L’ensemble des expériences est conçu de manière à réduire au strict minimum le nombre d’animaux utilisés, tout en garantissant la robustesse scientifique et statistique des résultats. Nos études préliminaires ont permis une maîtrise approfondie des modèles employés, permettant ainsi d’optimiser les effectifs expérimentaux. Les molécules dont l’action sur les cellules dendritiques seront sélectionnés sur la base de données expérimentales de notre équipe ainsi que de données de la littérature. Afin de prendre en compte les variations expérimentales et interindividuelles, tout en limitant le nombre total d’animaux utilisés, les expériences seront réalisées sur des lots de 3 à 5 souris, chaque expérience étant répétée au minimum deux fois, et uniquement jusqu’à l’obtention de résultats statistiquement significatifs.

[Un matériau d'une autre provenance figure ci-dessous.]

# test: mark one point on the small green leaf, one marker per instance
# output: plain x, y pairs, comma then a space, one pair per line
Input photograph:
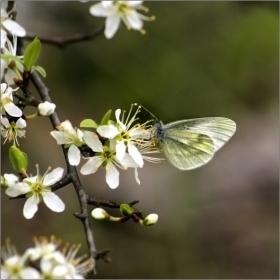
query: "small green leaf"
41, 70
18, 159
88, 123
126, 210
31, 54
106, 118
12, 57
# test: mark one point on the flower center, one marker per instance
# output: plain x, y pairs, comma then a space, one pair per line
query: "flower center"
37, 187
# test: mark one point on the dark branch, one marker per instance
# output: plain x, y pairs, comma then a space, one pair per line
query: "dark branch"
67, 40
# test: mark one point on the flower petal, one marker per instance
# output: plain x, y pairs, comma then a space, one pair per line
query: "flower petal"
112, 25
5, 122
17, 189
108, 131
53, 177
112, 176
91, 166
135, 154
93, 141
136, 175
13, 110
74, 155
99, 10
53, 201
59, 136
14, 28
120, 150
21, 123
30, 207
30, 273
134, 20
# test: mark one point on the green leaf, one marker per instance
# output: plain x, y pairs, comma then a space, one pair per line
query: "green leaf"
41, 70
88, 123
12, 57
126, 210
106, 118
31, 54
18, 159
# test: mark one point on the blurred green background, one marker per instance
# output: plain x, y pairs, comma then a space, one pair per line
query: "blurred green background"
198, 59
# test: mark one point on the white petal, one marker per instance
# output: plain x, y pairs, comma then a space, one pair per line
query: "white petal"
133, 151
91, 166
108, 131
66, 125
74, 155
5, 122
117, 114
30, 273
128, 161
46, 108
9, 76
53, 201
99, 10
134, 3
120, 150
112, 176
30, 207
3, 39
4, 65
136, 175
53, 177
134, 21
13, 110
21, 123
80, 134
60, 271
112, 25
93, 141
14, 27
17, 189
59, 136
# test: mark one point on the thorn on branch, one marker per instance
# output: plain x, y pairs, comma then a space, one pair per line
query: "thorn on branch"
80, 216
103, 254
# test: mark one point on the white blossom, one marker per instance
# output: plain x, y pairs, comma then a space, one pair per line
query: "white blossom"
131, 137
7, 105
38, 188
71, 138
14, 266
8, 180
115, 11
11, 131
46, 108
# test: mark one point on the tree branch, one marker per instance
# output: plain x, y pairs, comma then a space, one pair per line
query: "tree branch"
67, 40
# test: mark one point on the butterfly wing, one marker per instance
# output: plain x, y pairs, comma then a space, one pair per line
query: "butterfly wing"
187, 150
219, 129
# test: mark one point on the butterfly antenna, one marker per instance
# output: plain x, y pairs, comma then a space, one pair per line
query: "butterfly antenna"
148, 112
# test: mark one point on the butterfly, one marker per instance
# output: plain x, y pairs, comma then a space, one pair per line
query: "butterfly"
189, 144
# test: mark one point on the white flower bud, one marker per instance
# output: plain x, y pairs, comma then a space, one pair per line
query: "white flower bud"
150, 220
99, 214
46, 108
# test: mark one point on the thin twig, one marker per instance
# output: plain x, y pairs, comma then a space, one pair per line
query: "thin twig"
67, 40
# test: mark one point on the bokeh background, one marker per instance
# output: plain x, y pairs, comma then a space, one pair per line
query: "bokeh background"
198, 59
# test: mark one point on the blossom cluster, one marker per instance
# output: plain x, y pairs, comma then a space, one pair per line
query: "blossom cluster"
36, 189
44, 261
117, 11
123, 144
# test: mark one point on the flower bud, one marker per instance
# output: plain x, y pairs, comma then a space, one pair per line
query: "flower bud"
126, 210
46, 108
100, 214
150, 220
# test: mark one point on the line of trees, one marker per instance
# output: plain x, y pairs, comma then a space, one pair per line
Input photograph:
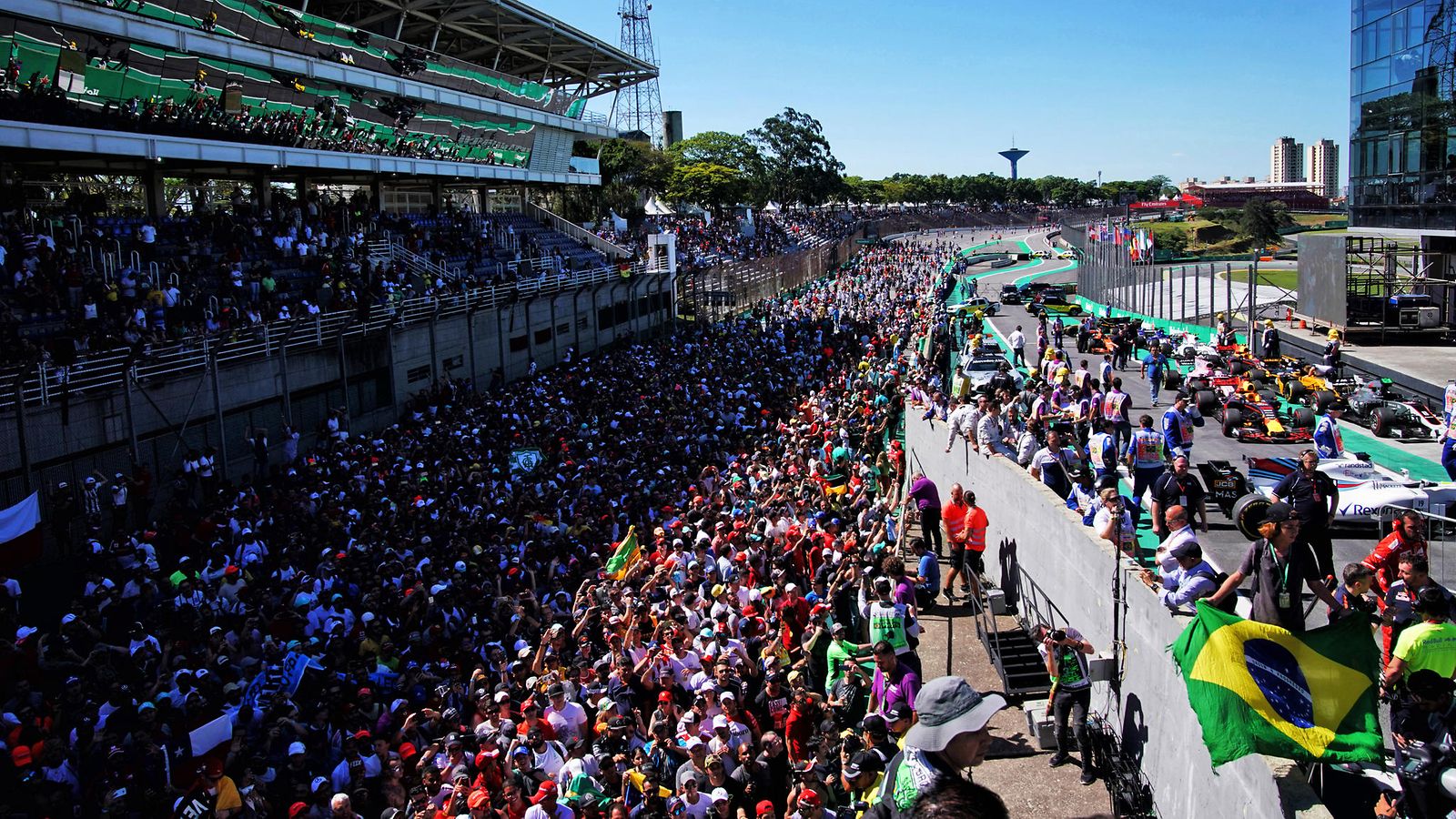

Seules les molécules montrant un effet lors du premier test seront testées dans les réplicatats expérimentaux.

3. Raffinement

3R / Raffinement :

Le bien-être animal, identifié comme un facteur potentiel de variabilité expérimentale, fait l’objet d’une attention particulière tout au long du projet. Les animaux sont suivis quotidiennement par les personnels de la zootechnie, et tous les deux à trois jours par l’expérimentateur après le début des procédures expérimentales, ou plus fréquemment si nécessaire. Toute modification du comportement général (prise alimentaire et hydrique, posture, déplacements, interactions sociales, comportement de nidification) fait l’objet d’une évaluation systématique et des mesures appropriées sont mise en oeuvre dès les pemiers signes cliniques observés. Toutes les procédures expérimentales sont réalisées sous anesthésie. Les animaux sont hébergés en conditions sanitaires controlées exemptes de pathogènes spécifiques, dans des portoirs ventilés, à raison de 5 souris/ cages de 500 cm² enrichi par la mise à disposition d’objets permettant de se faire un nid abrité. La nourriture et l’eau sont disponibles ad libitum. Une diffusion sonore contrôlée est assurée afin d’atténuér les bruits environnementaux. Les opérations de change et les expériences sont réalisées dans des conditions permettant de maintenir ce statut sanitaire afin de limiter les risques infectieux.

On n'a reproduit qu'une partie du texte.